Hud, who’d come home to watch the kids while she ran to the store, seconded Dee’s concern.

“I had to see her,” Dana cried, then shook her head.

Dee had been so excited when Dana had told her that Hud was coming home to help her watch the children. She knew that neither of them wanted to leave the little darlings with her. She’d made it clear she knew nothing about kids, especially babies.

But all the time Hud had been home, he’d been so involved with the children that he wasn’t even aware Dee was in the room.

“I hope you didn’t listen to Hilde’s crazy talk,” Dee said, worried that that was exactly what Dana had done. She’d felt Dana pulling away from her. Worse, Hud was doing the same thing, she feared.

If only Hilde had just drowned that day under the raft.

Dee touched her sore black eye. “You’re just lucky you didn’t end up like me.”

Dana glanced at her, wincing at the sight. Dee had to admit she looked like she’d been run over by a truck. But she’d wanted to make a statement and she had. Dana had been so thankful when she’d dropped the charges against Hilde. Even Hud had seemed relieved when he’d come home that night.

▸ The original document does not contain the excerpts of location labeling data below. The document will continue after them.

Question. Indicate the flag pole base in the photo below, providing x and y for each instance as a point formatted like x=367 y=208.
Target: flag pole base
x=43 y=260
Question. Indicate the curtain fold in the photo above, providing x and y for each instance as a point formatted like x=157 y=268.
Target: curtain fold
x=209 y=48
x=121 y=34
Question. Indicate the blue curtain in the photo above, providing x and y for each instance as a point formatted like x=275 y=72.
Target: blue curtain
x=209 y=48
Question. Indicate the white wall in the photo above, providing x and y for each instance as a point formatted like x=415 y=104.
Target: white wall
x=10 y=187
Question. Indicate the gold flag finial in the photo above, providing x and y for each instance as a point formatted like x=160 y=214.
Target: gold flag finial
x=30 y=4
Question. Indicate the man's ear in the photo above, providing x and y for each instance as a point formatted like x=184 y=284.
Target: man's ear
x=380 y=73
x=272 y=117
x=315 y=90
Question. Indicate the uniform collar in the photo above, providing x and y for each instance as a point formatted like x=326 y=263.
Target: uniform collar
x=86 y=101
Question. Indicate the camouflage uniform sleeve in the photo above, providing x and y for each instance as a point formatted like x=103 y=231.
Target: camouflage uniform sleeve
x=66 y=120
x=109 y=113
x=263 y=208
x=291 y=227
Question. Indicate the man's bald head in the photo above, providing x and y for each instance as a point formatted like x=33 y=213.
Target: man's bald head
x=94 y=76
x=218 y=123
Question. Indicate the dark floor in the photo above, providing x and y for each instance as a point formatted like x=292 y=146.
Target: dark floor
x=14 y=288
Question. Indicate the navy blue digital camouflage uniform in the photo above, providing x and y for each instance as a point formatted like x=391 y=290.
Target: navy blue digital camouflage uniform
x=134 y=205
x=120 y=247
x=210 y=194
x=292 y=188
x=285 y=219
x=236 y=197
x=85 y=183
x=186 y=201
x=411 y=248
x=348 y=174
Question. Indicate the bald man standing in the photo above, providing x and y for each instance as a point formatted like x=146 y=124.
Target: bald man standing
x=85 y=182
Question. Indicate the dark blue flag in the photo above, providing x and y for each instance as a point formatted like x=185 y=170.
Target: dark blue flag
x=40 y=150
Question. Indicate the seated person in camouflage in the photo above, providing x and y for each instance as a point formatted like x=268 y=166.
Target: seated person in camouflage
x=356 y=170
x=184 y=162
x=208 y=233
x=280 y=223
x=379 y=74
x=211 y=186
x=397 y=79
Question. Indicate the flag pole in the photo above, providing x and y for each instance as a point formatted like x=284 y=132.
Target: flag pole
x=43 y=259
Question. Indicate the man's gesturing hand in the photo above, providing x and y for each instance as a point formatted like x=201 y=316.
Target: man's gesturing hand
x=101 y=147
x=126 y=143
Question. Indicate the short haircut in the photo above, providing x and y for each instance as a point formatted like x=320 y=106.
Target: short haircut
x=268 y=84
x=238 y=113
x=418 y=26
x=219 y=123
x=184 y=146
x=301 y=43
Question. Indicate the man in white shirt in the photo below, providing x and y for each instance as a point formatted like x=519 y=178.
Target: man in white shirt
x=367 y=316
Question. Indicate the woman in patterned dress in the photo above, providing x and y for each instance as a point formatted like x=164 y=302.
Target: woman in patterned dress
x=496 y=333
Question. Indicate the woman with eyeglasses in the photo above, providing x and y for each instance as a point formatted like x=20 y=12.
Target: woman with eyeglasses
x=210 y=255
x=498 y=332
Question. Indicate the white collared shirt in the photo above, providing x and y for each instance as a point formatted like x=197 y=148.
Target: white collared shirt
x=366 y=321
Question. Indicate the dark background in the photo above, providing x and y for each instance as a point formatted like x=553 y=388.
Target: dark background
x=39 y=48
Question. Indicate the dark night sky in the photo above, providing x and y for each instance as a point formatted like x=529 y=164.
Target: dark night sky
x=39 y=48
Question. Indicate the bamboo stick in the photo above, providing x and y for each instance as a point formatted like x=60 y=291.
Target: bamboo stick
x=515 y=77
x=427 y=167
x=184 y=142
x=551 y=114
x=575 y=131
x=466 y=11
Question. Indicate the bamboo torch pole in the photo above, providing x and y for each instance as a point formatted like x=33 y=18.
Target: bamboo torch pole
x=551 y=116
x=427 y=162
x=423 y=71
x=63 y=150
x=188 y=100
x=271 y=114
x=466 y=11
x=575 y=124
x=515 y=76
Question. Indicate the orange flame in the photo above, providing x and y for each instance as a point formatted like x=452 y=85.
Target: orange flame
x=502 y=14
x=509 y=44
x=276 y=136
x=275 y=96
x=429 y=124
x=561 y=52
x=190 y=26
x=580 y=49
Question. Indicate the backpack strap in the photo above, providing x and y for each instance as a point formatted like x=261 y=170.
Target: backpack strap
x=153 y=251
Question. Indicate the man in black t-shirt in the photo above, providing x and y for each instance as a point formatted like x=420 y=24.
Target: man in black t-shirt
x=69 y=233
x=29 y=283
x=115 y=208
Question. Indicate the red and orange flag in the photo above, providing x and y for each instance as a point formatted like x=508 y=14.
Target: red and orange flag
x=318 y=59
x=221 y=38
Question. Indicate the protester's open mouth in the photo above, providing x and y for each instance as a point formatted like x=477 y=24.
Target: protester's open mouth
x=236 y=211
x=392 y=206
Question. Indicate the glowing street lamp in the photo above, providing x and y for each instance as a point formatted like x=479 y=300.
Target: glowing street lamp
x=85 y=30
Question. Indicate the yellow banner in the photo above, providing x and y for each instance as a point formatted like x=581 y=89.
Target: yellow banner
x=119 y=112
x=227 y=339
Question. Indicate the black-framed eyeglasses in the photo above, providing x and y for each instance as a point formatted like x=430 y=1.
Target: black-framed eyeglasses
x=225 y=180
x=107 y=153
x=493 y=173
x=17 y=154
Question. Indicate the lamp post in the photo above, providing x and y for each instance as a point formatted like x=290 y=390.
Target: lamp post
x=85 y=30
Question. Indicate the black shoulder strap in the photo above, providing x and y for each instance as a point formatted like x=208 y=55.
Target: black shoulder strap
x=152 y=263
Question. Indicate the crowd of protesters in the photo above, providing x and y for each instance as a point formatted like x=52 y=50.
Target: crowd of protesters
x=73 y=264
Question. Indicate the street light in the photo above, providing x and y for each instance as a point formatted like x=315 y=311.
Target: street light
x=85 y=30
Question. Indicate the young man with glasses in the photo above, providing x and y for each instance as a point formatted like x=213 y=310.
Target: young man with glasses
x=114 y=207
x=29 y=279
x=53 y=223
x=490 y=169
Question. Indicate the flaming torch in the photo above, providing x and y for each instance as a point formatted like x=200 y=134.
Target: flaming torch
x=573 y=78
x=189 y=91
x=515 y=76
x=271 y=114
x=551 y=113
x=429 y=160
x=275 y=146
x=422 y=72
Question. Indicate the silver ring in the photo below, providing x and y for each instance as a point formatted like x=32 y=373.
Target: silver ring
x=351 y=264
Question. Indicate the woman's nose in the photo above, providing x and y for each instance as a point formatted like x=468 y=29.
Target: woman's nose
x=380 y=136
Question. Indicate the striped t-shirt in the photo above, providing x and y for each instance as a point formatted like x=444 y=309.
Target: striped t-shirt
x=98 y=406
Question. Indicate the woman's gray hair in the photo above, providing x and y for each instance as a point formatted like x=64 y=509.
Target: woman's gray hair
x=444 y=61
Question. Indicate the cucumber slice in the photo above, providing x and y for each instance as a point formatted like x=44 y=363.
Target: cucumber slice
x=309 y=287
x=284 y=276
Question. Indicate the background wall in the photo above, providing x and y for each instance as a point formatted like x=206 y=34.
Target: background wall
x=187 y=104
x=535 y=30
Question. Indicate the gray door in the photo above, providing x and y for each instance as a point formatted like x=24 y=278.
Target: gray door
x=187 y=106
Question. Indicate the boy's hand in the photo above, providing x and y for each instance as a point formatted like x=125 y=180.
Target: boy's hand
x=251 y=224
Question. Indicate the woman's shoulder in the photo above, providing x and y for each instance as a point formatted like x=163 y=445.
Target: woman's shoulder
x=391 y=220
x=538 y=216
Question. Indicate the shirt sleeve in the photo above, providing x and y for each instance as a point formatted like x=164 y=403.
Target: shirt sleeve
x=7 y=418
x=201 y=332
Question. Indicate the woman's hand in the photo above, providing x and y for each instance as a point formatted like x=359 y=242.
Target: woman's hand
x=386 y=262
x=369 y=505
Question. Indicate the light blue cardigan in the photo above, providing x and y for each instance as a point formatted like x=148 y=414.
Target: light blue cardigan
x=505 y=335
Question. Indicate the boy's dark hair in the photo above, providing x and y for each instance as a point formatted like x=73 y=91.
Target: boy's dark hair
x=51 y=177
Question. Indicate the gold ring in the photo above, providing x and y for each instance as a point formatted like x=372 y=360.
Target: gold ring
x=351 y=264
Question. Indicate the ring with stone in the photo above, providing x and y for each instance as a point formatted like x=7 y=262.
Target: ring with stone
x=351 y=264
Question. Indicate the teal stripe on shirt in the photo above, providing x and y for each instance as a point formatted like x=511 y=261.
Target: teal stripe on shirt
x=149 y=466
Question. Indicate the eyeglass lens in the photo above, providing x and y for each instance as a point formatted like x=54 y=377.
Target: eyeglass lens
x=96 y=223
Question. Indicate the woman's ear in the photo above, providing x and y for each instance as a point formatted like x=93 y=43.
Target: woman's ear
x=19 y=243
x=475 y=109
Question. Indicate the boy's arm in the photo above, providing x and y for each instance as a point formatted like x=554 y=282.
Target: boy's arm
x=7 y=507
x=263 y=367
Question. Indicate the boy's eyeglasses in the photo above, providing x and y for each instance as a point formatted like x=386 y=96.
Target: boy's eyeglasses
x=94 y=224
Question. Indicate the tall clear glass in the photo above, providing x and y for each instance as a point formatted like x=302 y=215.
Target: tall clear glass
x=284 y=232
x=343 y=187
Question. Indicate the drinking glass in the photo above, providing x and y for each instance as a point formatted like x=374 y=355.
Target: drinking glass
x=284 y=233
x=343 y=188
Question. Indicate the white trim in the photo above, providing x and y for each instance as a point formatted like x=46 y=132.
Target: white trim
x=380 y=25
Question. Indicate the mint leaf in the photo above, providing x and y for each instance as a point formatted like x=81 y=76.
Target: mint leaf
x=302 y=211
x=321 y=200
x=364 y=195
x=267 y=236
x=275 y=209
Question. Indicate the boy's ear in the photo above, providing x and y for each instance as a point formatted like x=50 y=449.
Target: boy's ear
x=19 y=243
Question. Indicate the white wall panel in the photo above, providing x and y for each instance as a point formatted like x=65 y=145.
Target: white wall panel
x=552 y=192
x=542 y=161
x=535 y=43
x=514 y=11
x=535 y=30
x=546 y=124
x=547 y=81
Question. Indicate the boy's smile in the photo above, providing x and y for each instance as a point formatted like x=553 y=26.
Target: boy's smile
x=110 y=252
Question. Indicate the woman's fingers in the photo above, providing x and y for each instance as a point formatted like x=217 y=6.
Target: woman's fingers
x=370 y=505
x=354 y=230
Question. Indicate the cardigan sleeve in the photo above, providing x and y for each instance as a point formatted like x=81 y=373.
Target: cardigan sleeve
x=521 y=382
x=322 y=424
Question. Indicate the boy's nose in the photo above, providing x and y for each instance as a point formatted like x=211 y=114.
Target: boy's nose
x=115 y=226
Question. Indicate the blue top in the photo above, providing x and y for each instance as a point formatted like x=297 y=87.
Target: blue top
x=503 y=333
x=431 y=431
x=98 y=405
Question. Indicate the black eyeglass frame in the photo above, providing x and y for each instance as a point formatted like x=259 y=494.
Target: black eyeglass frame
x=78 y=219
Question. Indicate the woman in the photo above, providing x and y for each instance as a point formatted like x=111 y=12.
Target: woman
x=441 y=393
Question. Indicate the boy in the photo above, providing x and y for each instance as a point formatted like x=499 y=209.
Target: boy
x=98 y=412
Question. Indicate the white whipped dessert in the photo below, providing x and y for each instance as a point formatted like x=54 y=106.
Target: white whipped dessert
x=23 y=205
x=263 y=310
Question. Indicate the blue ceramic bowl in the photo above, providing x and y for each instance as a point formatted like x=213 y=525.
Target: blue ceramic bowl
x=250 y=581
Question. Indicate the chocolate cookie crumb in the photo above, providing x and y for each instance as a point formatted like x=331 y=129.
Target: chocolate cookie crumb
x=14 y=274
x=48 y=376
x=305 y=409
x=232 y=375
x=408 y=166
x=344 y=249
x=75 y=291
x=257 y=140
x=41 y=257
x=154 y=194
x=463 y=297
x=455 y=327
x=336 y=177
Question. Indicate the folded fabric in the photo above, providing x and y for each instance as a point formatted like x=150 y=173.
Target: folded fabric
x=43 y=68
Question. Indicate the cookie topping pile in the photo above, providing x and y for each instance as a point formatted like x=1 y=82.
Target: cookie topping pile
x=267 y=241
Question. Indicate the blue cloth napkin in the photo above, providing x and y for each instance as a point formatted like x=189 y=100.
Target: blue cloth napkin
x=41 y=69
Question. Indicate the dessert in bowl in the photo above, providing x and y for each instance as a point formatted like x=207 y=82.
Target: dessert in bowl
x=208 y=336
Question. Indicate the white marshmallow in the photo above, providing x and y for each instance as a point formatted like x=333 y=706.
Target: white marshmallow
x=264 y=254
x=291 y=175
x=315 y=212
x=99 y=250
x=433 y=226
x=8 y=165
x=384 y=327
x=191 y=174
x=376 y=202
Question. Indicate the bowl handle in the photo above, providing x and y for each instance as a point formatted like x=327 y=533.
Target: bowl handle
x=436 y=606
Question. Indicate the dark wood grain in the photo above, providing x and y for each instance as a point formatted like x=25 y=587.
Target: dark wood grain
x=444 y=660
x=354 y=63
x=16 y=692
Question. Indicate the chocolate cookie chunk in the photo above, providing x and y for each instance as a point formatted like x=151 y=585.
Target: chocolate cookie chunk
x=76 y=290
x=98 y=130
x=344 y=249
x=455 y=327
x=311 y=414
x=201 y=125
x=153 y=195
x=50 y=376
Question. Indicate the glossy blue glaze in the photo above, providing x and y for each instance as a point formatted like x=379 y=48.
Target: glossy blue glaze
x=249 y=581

“It’s worse than I thought,” Dana said and looked at Hud. “I sat down and had a cup of coffee with her at the shop...”

Dee gritted her teeth in anger. How could Dana do that after seeing what Hilde had done to her cousin?

“She seemed calm, even rational...” Dana glanced at Dee then back at Hud.

Dee felt her heart begin to race. Hilde had gotten to Dana. She’d started believing her.

“Then I got ready to leave, made it as far as the door, thought of something and went back.” She stopped and took a breath. “Hud, she was bagging my coffee cup.”

Dee let out a silent curse that was like a roar in her ears.

“I demanded to know what she was doing,” Dana continued now in tears. “She told me she was going to check my DNA against Dee’s. I’m sorry, Dee,” Dana said, turning to her again. “I’m so sorry.”

“Don’t be. Clearly Hilde has had some sort of psychotic episode. How can she think I’m not your cousin? We look so much alike.”

Dana nodded, still obviously upset.

“I’d ask who she thought she was going to get to run the tests, but I’m sure Colt is helping her,” Hud said. “I can’t imagine what he’s thinking.”

“I thought you said he went to Denver to see his brother?” Dee asked.

“That’s what I heard, but I have my doubts. I can’t see him leaving Hilde alone now. He must be as worried about her as we are.”

* * *

THELMA PETERS’S HOUSE was small and cramped. She left him in a threadbare chair in the living room and disappeared into a room at the back. Periodically he would hear a bump or bang.

He looked around, noticing a picture of Jesus on one wall and a cross on another. A Bible lay open on the table next to his chair. He picked it up, curious what part she’d been reading. She had a passage underlined—Acts 3:19. Repent therefore, and turn again, that your sins may be blotted out.

“Here is the only one I could find.” Thelma came back into the room with a snapshot clutched in her fingers. “I haven’t seen Camilla in years, so I don’t know what she looks like now. But this is what she looked like at sixteen.”